Today (it being Mother's Day and all) I've thought lots about this incredibly frustrating, exhausting, wearying, tiring, draining (yes, I know they all mean basically the same thing, but I'm going for emphasis here) job of being a mom, and all I can say is: I love it. I'm so glad to be a mom, and I wouldn't change jobs with anyone, anywhere, ever. That isn't to say I'm singing a cheerful tune all day long (would it kill these kids to pick up their socks!?!) but I wouldn't trade it for the world. Thank you Josh, Caleb, Eva, Esther, and my loaner child Jason, for making me a MOM.
I suppose you may be wondering how Eva is fitting in. I am amazed to think that 2 months ago we were just meeting her. There was definitely a big Eva-sized hole in this family, and she has fit it perfectly. She is an amazing soul, and I'm so proud and thankful that she is as resilient a creature as she is. She was prepared for a new family, prepared to love, to try again, to forgive, to find her niche. She has, from the beginning, LOVED having a mom and dad, and sometimes I feel a little smothered. She lately learned, "Look at me!" and will say it about a thousand times a day. I am ashamed to admit that it happens so often that I have trouble mustering up enthusiasm when she shows me how she can slurp up a noodle, and really, I've seen her do the same thing with the last 30 noodles. She seems almost desperate for approval, and I feel guilty when I roll my eyes when she calls for my attention, again, after a brief 10 second break. Still, I have to remind myself the enormous upheaval she has endured, and how much worse she could behave, and still be considered normal. She has been very forgiving of Esther, who can't quite decide if having a sister is the best or worst thing to happen to her.
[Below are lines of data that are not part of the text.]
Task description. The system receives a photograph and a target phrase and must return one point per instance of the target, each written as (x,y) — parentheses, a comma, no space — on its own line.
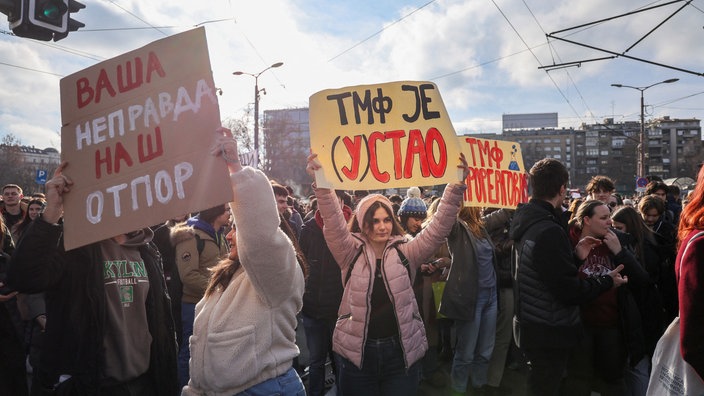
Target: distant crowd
(577,289)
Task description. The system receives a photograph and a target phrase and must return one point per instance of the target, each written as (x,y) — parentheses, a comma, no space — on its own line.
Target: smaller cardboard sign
(389,135)
(496,177)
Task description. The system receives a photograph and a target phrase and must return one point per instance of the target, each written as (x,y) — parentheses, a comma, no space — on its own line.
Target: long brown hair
(471,216)
(224,270)
(221,275)
(692,216)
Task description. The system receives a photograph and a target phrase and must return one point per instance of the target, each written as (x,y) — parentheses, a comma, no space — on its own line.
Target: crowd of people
(385,289)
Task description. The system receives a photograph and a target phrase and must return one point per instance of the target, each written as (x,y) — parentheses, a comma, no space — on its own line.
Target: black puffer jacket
(548,290)
(321,299)
(76,309)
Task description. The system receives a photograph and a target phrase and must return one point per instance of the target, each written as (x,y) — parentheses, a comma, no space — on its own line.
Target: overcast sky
(484,56)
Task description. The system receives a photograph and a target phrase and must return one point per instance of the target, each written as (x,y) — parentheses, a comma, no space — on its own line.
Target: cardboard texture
(137,131)
(496,177)
(389,135)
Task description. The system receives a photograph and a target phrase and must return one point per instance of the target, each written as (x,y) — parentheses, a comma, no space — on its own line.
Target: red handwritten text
(127,77)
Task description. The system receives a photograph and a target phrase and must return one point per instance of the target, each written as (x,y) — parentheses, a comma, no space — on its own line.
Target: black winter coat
(548,290)
(76,308)
(323,294)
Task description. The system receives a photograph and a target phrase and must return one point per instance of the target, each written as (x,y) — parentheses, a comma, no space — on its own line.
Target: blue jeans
(188,313)
(319,339)
(475,343)
(383,371)
(287,384)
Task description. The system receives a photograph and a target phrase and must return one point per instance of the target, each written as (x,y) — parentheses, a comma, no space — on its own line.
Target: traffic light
(44,19)
(11,8)
(71,25)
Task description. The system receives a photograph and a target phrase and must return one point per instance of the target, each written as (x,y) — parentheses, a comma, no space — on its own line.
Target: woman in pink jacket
(379,337)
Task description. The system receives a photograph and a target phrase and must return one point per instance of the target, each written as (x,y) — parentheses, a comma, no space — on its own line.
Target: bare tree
(286,143)
(13,167)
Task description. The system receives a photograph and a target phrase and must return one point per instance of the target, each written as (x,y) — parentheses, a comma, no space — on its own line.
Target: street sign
(641,182)
(41,176)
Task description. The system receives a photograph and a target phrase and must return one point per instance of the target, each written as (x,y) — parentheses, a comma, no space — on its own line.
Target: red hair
(692,216)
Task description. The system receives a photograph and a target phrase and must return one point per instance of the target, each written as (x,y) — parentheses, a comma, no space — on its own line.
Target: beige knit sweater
(245,334)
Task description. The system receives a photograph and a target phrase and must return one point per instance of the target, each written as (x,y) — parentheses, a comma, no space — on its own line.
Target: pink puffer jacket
(353,316)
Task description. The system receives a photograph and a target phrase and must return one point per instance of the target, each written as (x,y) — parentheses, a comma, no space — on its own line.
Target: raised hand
(312,165)
(585,245)
(612,242)
(464,166)
(226,146)
(616,276)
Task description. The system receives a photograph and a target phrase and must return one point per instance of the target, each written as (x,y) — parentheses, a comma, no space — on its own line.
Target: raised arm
(265,252)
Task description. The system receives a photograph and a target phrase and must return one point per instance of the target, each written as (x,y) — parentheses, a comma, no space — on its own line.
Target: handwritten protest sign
(395,134)
(496,175)
(136,133)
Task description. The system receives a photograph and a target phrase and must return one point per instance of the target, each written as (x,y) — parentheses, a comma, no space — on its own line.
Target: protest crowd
(393,295)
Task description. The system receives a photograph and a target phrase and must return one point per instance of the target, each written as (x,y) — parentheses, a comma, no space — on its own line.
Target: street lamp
(256,103)
(641,144)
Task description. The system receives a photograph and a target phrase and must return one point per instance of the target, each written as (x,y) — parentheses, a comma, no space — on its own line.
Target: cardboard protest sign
(496,177)
(136,133)
(395,134)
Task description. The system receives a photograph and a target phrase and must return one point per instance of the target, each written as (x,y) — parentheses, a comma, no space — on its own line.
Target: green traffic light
(51,11)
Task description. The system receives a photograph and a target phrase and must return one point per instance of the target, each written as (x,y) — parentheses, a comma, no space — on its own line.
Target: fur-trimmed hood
(181,232)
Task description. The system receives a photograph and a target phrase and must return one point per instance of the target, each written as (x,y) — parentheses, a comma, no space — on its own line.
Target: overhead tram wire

They have had some, shall we say, territorial issues, and they watch each other like hawks to make sure neither has the advantage. That wears me out more than I can say! I have to keep a careful tally of who had the pink bib last, and who used the ABC spoon, and who got to sit on my right side in the hammock last (yes, they even fuss over which side of me they think is better), and on and on and on. Still, they get along better than Josh and Caleb did at this age (or any age) and the confrontations seem to be vocal rather than physical. I forget that Esther is only 3, and has suddenly had to share what used to be exclusively hers (like me during the day). A good friend reminded me that it would be like Mike bringing home another wife, and telling me to share all my stuff, be nice, treat her like I love her, etc. Thanks for putting it into perspective, Anne! Eva has started to whine when she's tired and wants something, but I don't put up with that! And she's quick to figure it out.
Eva's language is coming along nicely. She used to rattle off in Chinese if she wanted to express something, but now is making a real effort to put it into English. I suspect she is using more English words than we recognize, but we learned that she is tongue-tied (the membrane connecting the bottom of her tongue to the inside of her mouth is connected farther along the tongue than normal, and she can't make some sounds) so we've got surgery scheduled in a few weeks to take care of that and her one tooth that has serious decay. It is actually two baby teeth fused together, but where the teeth meet there is no enamel, so there is decay all along that line, front and back. I've seen her trying to brush the dark stuff off that tooth, so I think she's not only aware, but a little self conscious about it. Her foot surgery isn't until the end of June, and that can't come fast enough for me. I don't look forward to spending a few days in the hospital, and all the pain and discomfort that Eva will endure, but I can't wait until she can walk, run, and skip with two feet squarely on the ground. She is developing some serious callouses on the side of her foot, and I try to keep them and her scars moisturized (ever tried Bag Balm? It is used by dairy farmers to treat cracked cow teats, and it smells rather unpleasant, but boy that stuff works).
Ah, I wanted to add pictures, but I'm starting to misspell a lot of words and doze a little. Time for bed! I'll try to post again before two months have gone by, but no promises, folks!
3 comments:
Nice to see the update !!
Oh I'm happy you've returned to blog land!! Thanks for the update!!
I've been wondering how you're doing --- my computer has been down until now but thanks for your mother's day blog update! I love reading about people's lives who I can commiserate with --- I especially have empathy for you on the thing about people picking up their socks and about needing to vacuum every 15 minutes. I'm thinking about giving up entirely. Xian has discovered worms and I can't keep them or the dirt that comes with them out of the house. UUUUUUUGGGGGHHHHHHH! Oh well. I'm hoping that at some point she grows out of it. I can't wait for your next blog - No pressure though - I know how it is so I'll look back here in a month or two ;o) I would LOVE to see picture of Eva then (hint hint).